Before his sentencing, Postmus and his attorney had held out some hope that he might be allowed to serve his time in county jail. Ultimately, however, because of his three-year sentence, he was consigned into the California state prison system.
By late December, Postmus was housed at North Kern State Prison, a medium-security all-male prison facility located in Delano. At the time Postmus was there, it housed over 5,000 inmates, which is more than 200 percent of its design capacity of 2,447 when it initiated operation in 1993. More than 3,400 of the inmates at North Kern were housed in the reception center, awaiting transfer to another state prison and apart from the close to 1,600 permanent or mainline inmates in a separate part of the prison. Inmates are separated by security and custody levels upon arriving at North Kern. North Kern is considered a reception center for incoming inmates who are not destined to remain there for the entirety of their sentences. Transitory inmates remain there three to four months while their criminal and health records, physiological and psychological makeup and social needs are assessed and they are assigned elsewhere.

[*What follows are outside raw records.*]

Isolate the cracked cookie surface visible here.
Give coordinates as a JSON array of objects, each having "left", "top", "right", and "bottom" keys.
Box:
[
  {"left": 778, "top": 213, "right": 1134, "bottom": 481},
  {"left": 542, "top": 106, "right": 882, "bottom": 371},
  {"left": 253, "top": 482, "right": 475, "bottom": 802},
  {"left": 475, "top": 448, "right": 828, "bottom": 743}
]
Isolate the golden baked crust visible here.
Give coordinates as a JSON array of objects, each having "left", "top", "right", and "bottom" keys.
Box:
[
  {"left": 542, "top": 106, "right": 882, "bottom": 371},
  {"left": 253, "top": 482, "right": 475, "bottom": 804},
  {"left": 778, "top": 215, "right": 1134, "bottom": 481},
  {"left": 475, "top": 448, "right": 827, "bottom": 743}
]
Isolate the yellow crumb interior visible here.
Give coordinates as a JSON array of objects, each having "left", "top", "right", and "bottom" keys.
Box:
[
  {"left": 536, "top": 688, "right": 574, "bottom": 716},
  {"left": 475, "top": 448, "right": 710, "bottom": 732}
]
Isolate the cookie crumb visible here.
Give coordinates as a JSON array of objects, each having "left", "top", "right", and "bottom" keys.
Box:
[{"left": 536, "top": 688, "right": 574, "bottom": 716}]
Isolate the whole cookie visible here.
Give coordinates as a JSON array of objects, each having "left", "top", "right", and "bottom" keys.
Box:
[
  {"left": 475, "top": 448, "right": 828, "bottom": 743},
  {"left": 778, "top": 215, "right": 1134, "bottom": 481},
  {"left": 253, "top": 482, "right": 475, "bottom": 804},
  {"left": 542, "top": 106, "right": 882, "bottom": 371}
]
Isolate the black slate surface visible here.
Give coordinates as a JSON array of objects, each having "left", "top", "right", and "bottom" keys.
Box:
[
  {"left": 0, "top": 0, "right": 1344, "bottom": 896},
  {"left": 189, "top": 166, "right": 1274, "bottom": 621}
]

By late this spring, efforts on Postmus’s behalf and internal prison system evaluations led to his having been placed on the California Department of Corrections and Rehabilitation’s Alternative Custody Program’s candidacy list.
The nonviolent nature of his crime, his lack of further criminal involvement, his behavior while incarcerated and his psychological evaluation qualified him for serving the remainder of his sentence outside of lockup.
This summer, Postmus was released, conditional upon his wearing an ankle monitor, traveling no further than 50 miles from his registered place of residence, maintaining a curfew, reporting regularly to his parole officer and being subject to random drug screening. The Sentinel has learned he is residing with this sister in Wrightwood.
Postmus is known to be involved in political activity through a Wyoming-based company he founded, Mountain States Consulting Group. His conviction on a governmental conflict of interest charge prohibits him from seeking or holding elected office. He is not, however, barred from engaging in political activity such as fundraising and lobbying.